A High Court judge has granted relief from sanctions, after a law firm blamed pressure of work for late service of evidence in a Russian libel case.
Despite the absence of a good reason for the breach, Mr Justice Warby said: “Compliance is not an end in itself. A more nuanced approach is required.”
Warby J said an important point clarified by the ruling in Denton was that “a serious default for which there was no good reason would not always lead to the refusal of relief from sanctions”.
The court heard that the claimant’s solicitors, West End firm Hamlins, had served evidence on the defendants three to four hours after the deadline in a Russian libel dispute in which the claimant was accused of fabricating evidence, conspiracy to murder, and bribery and corruption.
Warby J described as “straightforward, but unimpressive” the reasons put forward by the claimant’s counsel for the breach.
“In short, a combination of late finalisation, mistakenly prioritising the filing of papers with the court over service on the defendant, and oversight due to other work.”
Warby J said counsel for the claimant was right to accept that “it is no excuse that the solicitors had too much work on” and “no good reason” was provided for the breach.
However, he said the claimant should be granted relief from sanctions on the grounds, as the court observed in Denton, that there were “degrees of seriousness”.
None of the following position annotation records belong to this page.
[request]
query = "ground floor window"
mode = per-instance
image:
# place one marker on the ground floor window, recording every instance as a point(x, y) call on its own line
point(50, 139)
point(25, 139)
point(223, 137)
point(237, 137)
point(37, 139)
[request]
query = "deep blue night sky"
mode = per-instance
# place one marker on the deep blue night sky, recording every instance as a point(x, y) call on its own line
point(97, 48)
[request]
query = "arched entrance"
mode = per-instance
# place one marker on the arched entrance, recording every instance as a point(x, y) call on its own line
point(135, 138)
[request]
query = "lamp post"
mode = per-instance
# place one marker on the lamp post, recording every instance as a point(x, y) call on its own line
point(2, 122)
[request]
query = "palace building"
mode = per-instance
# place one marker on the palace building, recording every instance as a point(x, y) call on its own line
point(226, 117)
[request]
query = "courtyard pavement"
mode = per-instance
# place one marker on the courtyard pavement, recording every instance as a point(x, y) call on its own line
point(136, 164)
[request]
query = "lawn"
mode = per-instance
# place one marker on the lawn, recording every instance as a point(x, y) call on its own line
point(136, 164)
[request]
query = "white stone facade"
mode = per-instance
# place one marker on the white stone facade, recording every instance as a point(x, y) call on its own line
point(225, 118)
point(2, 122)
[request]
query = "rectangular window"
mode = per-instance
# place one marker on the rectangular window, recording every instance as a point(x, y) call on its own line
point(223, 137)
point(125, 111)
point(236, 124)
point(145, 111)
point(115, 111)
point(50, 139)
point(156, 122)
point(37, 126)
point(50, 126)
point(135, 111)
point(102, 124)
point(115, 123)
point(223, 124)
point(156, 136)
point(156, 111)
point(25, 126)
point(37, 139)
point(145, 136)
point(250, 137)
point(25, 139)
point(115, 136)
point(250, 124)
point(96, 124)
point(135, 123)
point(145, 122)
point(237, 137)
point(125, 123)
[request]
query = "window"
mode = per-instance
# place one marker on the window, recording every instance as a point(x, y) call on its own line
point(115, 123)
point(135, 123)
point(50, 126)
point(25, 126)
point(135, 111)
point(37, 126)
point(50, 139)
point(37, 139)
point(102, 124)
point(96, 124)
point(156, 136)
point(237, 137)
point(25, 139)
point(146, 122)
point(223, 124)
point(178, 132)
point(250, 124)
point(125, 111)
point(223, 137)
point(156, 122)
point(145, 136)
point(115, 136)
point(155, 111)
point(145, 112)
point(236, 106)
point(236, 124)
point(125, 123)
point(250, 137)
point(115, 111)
Delivering judgment in Sloutsker v Romanova  EWHC 545 (QB), the judge described the breach as “far from being at the extreme end of the scale” and said it was not deliberate.
“Apart from necessitating the application for relief – the costs of which will inevitably be borne by the claimant – the breach has not had any or any serious effects on the efficient progress or the cost of this litigation, or any other litigation.”
Concluding on the relief from sanctions point, Mr Justice Warby said the claimant should be relieved from sanctions for serving evidence “some four working hours late”.
The allegations complained of in the case concerned Alexei Kozlov, a former business associate of the claimant, Vladimir Sloutsker. The defendant, Olga Romanova, is a journalist and Mr Kozlov’s wife. She made the allegations in a blog post, many of which were republished on a variety of Russian websites.
Warby J estimated that the online articles “reached as many as 60,000 readers in this jurisdiction”, while a radio programme was probably heard by several thousand more.
He concluded that the claim involved a “real and substantial tort” in this jurisdiction, and England was “clearly the appropriate place in which to try the claim”.